Trimmed fastqs, bams, bigwigs:

These are in the EXPERIMENT_NAME folders. For example, in your manifest.csv, there are two experiments, "GN_1019" and "GN_1020", then, under the GN_1019/ folder you would see the following:

  1. fastqs: The trimmed and the demultiplexed fastqs.
    • all.Tr.fq* is the adapter and UMI removed ones
    • ultraplex*RBP.fastq.gz are the demultiplexed.
  2. bams: bam files.
    • *rmDup.Aligned.sortedByCoord.out.bam is the PCR deduplicated bams. This is usually the bam you would want to use for other analysis!
    • *Aligned.sortedByCoord.out.bam is before deduplication.
  3. bw contains bigwig files!
    • CITS calculates the number of 5' read stops per nucleotide position. 5' read stop is presumed to be the crosslinking site.
    • COV calculates read coverage.
  4. bw_bg contains bigwigs of "complementary control(CC)", namely, summing all the other RBPs together.
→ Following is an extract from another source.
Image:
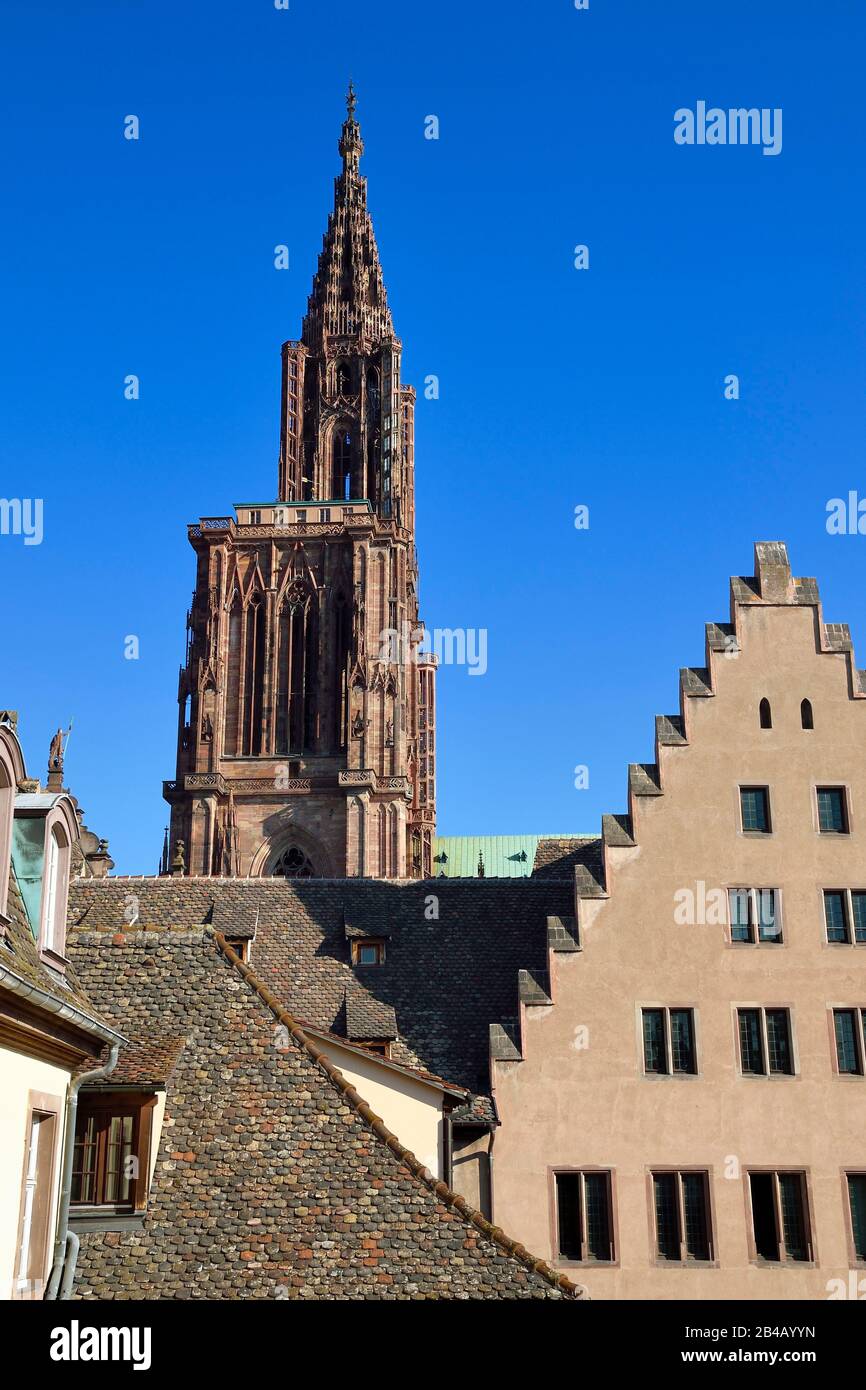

QC: Quality control files.

These contain numbers that will help you debug your protocol. To look at them swiftly, I personally like to install VS code, and install some csv editing extension so the file can appear like a table. Everything is compiled into QC/summary.csv.

  1. cutadapt_stat.csv contains how many times reads contain adapter, and how many reads are too short after adapter trimming.
    • One of my favorite column is "Reads/Pairs that were too short". When reads are too short after trimming, it means they are probably adapter dimer, or you fragment it too much.
  2. fastQC* are the summary from fastqs that has been trimmed.
    • CLIP reads are usually bad at GC content. So it is normal to see failed GC.
    • I will always look at "adapter content" in fastQC_passfail.csv to make sure adapters are all gone. If this column fails, maybe you input the wrong adapter sequence, or gets contaminated by some other stuffs.
  3. Read count after demultiplexing. demux_read_count.txt.
  4. Duplication: dup_level.csv. This file contains the number of reads after and before PCR deduplication. If the column "unique reads" is very low, you might have amplified too much!
  5. Mapping statistics mapping_stat.csv.
    • "Unique mapped reads%" are the percentage of reads that map to only 1 position in the genome. These were called "Usable reads" in the old eCLIP terminology.
    • "% of reads mapped to multiple loci" are the reads that map to 2~100 positions. These are mostly ribosomal RNAs. It is normal to see quite some (30-50%) multimapping reads in eCLIP
    • Then it is the reason why the rest are unmapped:
      • "% of reads mapped to multiple loci", "% of reads unmapped: too short", and "other reasons". These will help your bioinformatician debug what is going wrong. Common reasons to have lots of unmapped reads:
        • Adapter trimming is bad. The read still contains adapter sequences when they enter mapping algorithms.
        • Cells is contaminated. The baterial/fungal genomes gets sequences and does not map to human genome.
  6. Read level metrices in read_count/ folder:
    • *cosine_similarity.csv: Here we construct a vector, contains read counts per genomic bin for each RBP. Cosine similarity measure globally how two RBP are similar with each other. If you see big numbers, it means the two RBPs are very similar. In the Antibody barcoded CLIP paper we published, the cosine similarity is typically between 0.4~0.7. If all of the RBPs are similar, it can indicate loss of specificity.
    • *gene_name.csv: This contains how many read per gene for each RBP.
    • *gene_type.csv: contains how many read per gene/transcript type for each RBP.
    • *region.csv: This contains how many read per region for each RBP.
    • All of the above can help you see if there is the right enrichment and specificity for your multiplex CLIP.

Peaks, Binding Sites

This pipeline tries to integrate multiple peak callers/binding site finders and orchestrate secondary analysis (peaks per region, motifs etc).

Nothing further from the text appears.